Foundational study explores role of diet in diabetes complications
Type 1 and type 2 diabetes affect the health of the inner lining of blood vessels. People with diabetes often experience complications in the eyes, heart, and other organs because of worsening blood vessel damage over the long term. One of the earliest signs of systemic inflammation in the blood vessels is the increased sticking of immune cells to the inner lining. As inflammation and microvascular damage continues in the light-sensitive tissue in the back of the eye—the retina—diabetic retinopathy can ensue. Diabetic retinopathy is a leading cause of severe vision loss and blindness. A pressing question in diabetes research is how elevated blood levels of sugar, cholesterol, and fat may contribute to blood vessel damage in relation to the diet. A new study by investigators from Brigham and Women's Hospital set out to determine which components of the Western diet—one rich in sugar, cholesterol and fat—may worsen diabetes complications. The team examined the effects of different dietary fats on the earliest molecular signs of retinal inflammation and damage in an experimental rodent model of type 1 diabetes. The results are published in The FASEB Journal.
"Solid information about the effects of nutrition on disease development or progression is a rarity, but foundational work in preclinical models can help set the stage for clinical implications," said corresponding author Ali Hafezi-Moghadam, MD, Ph.D., Director of the Molecular Biomarkers Nano-Imaging Laboratory at the Brigham and Associate Professor of Radiology at Harvard Medical School. "We want to understand who is at risk for diabetic retinopathy and what dietary steps can be taken to slow down disease progression, but to take those steps, we must first understand the effects and interplay of the various components of diet."
To do so, the team used an established rat model of type 1 diabetes, known as streptozotocin (STZ)-diabetic rats. This model is characterized by the inability to produce insulin and by elevated levels of sugar and fat in the blood. The research team generated high-fat diets with varying fatty acid compositions, moderate amounts of carbohydrates and no sugars to tease out the effects of specific dietary components on the diabetic vascular damage. The team fed these diets to the STZ-diabetic rats and then examined the accumulation of immune cells and other related readouts in the retinal blood vessels.
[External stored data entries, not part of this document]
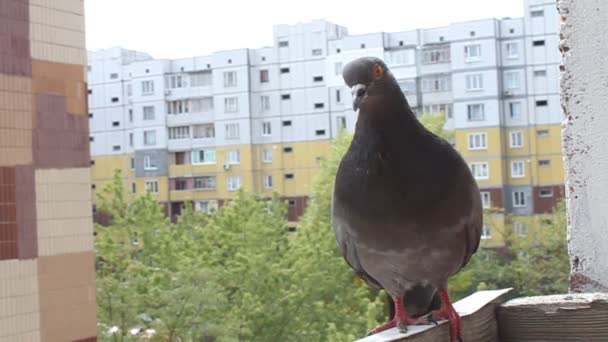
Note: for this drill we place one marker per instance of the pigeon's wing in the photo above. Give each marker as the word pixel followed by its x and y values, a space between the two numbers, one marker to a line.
pixel 348 249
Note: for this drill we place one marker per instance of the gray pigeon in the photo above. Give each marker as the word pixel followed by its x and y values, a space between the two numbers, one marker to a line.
pixel 406 210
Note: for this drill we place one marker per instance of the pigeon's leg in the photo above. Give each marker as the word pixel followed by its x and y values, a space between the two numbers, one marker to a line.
pixel 448 312
pixel 401 319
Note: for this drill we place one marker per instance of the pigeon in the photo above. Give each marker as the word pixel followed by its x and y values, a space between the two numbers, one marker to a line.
pixel 406 210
To examine the rat retina, the team previously developed a unique nanoprobe-based molecular imaging technique. The nanoprobes injected into the blood stream of the rats targeted specific molecules to which immune cells bind in the retina. Using laser-scanning confocal microscopy in live animals, the team produced images from the rats' retinas that visualized the accumulation of the nanoprobes. Hafezi-Moghadam likens the image of the brightly fluorescing nanoprobes in the retina to a "starry sky" at night, where "the number of stars tells us a whole lot about the condition of the retina."
The investigators found that neither high levels of saturated nor unsaturated fats increased retinal damage in this animal model, but that the combination of high levels of dietary cholesterol with specific saturated fatty acids that are abundant in the Western diet exacerbated the damage.
Elevated blood sugar (hyperglycemia) is a common symptom of type 1 and type 2 diabetes, however the diseases have different mechanisms. Because diabetes complications in patients are often clinically observed after long exposure to hyperglycemia, the study of the mechanisms of complications in animal models has traditionally put less emphasis on the manner in which the animals develop hyperglycemia. The lab introduced and is currently developing a realistic model of type 2 diabetes known as the Nile Grass Rat. In the future, the team will leverage this model and explore the contributions of other dietary components to vascular damage in type 2 diabetes.
"This work lays the foundation for further examination of the relationship between levels of fat in the blood, dietary fats, and the development of diabetes complications," said lead author Aliaa Barakat, Ph.D., a senior research scientist in the Molecular Biomarkers Nano-Imaging Laboratory at the Brigham. "Dietary carbohydrates and dietary fats have related and overlapping metabolic effects. Future experiments are warranted across a spectrum of hormonal changes characteristic of treated type 1 diabetes and treated and untreated type 2 diabetes. Subsequent work will also address mechanisms behind our findings involving the interaction between dietary sugar, cholesterol and saturated fatty acids."